住所変更や更新時の手続きにかかる時間の短縮などがメリット

 今年9月16日に発足した菅内閣は、行政のデジタル化を看板政策の一つに掲げ、「デジタル庁」の創設、そして運転免許証のデジタル化についても菅総理から強い指示があったとされ、警察庁は運転免許証のデジタル化について、運用開始時期を含む工程表を年内にまとめる方向で動いている。こうした運転免許証がデジタル化されると、我々ドライバーにとって、何かメリットはあるのだろうか?

 運転免許証がデジタル化されると、住所などの変更がオンラインで出来るようになったり、更新などの事務手続きの簡略化、スマホと一体化することで免許証の携帯が不要になったり、免許更新の時間短縮などの利点があるといわれている。

 だが、これらは本当にメリットといえるだろうか?

 政府が躍起になっているのは、まったく普及が進まないマイナンバーカードとデジタル運転免許証を紐付けし、マイナンバーカードの普及率を高めたいからとしか思えない。だが、マイナンバーカードが普及しないのは、政府が喧伝するマイナンバーカードを持つ利便性が感じられないためで、それはデジタル免許証と一体化されても変わらない。

 それどころか、個人情報の流出のリスクや、偽造免許証、なりすまし等の悪用などを考えると、ますますリスクが増えるだけだろう。

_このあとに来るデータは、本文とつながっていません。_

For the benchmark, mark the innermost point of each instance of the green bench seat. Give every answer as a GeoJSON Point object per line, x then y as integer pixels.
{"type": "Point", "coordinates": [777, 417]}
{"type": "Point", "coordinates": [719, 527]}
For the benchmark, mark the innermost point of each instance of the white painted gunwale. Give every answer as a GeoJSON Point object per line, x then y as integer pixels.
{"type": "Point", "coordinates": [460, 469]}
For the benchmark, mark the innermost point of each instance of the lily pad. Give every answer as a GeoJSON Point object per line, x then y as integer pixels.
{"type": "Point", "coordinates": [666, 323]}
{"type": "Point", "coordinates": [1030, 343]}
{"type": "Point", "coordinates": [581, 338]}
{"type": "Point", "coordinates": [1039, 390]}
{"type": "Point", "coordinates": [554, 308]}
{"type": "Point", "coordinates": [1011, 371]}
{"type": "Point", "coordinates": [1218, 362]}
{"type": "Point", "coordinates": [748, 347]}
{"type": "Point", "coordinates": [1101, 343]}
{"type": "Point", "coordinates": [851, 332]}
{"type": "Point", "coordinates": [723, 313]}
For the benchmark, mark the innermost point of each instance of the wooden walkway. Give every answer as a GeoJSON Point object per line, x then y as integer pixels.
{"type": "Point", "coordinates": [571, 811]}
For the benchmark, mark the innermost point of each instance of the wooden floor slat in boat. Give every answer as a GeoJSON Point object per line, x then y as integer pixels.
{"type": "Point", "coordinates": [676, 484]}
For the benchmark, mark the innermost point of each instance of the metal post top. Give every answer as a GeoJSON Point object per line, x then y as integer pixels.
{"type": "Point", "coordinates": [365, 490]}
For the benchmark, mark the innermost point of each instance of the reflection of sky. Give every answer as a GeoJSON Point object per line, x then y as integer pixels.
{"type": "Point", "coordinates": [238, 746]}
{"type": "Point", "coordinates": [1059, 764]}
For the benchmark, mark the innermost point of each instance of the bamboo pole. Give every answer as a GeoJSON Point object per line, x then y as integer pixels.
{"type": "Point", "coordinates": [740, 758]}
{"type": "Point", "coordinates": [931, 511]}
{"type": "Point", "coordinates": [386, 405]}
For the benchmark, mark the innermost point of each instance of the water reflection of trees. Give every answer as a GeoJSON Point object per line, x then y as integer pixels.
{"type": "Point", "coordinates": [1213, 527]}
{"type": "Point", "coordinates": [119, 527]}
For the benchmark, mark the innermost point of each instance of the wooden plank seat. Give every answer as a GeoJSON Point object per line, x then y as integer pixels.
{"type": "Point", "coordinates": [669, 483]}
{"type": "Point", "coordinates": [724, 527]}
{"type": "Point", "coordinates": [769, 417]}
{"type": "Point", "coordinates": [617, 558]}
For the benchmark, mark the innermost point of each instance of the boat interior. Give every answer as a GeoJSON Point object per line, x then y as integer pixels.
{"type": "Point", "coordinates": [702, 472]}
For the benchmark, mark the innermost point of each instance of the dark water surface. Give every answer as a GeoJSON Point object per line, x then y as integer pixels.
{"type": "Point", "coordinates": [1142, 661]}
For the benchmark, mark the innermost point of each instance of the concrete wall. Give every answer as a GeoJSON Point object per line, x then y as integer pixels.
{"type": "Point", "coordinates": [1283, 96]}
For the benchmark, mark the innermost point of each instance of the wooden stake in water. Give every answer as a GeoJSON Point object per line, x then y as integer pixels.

日本年金機構の個人情報漏洩をはじめ、日本のデジタル情報の管理には、まだまだ不安な要素が多いからだ。

 そして、先の持続化給付金事業での電通への丸投げ、中抜きのように、メリットがあるのは、デジタル化を構築、管理、運用する組織だけで、全体としては膨大なコストがかかり、その負担は国民に回ってくるというという可能性は否めない。

 今年9月に、警察庁が優良運転者の免許証更新の時間を短縮するため、講習をオンライン化する方針を決めたという発表があったが、講習はオンラインでも視力検査など、その他の手続きは従来どおり試験場などに行く必要があるとのこと。

 免許証のデジタル化が進んでも、更新の手間暇は大して変わらない見通しだ。

 おまけに災害にあったあと、身分証明が必要な場面では、スマホが使えなかったり、アプリが起動しなかったり、電源が失われたりして、まったく役立たないということもあるわけで……。

 スマホを持っていない人や、マイナンバーカードの交付を望まない人もいるので、警察庁はデジタル化を進めても、従来の免許証の発行は継続する方向らしいが、少なくとも当面の間は、デジタル免許証のメリットは感じられそうもない。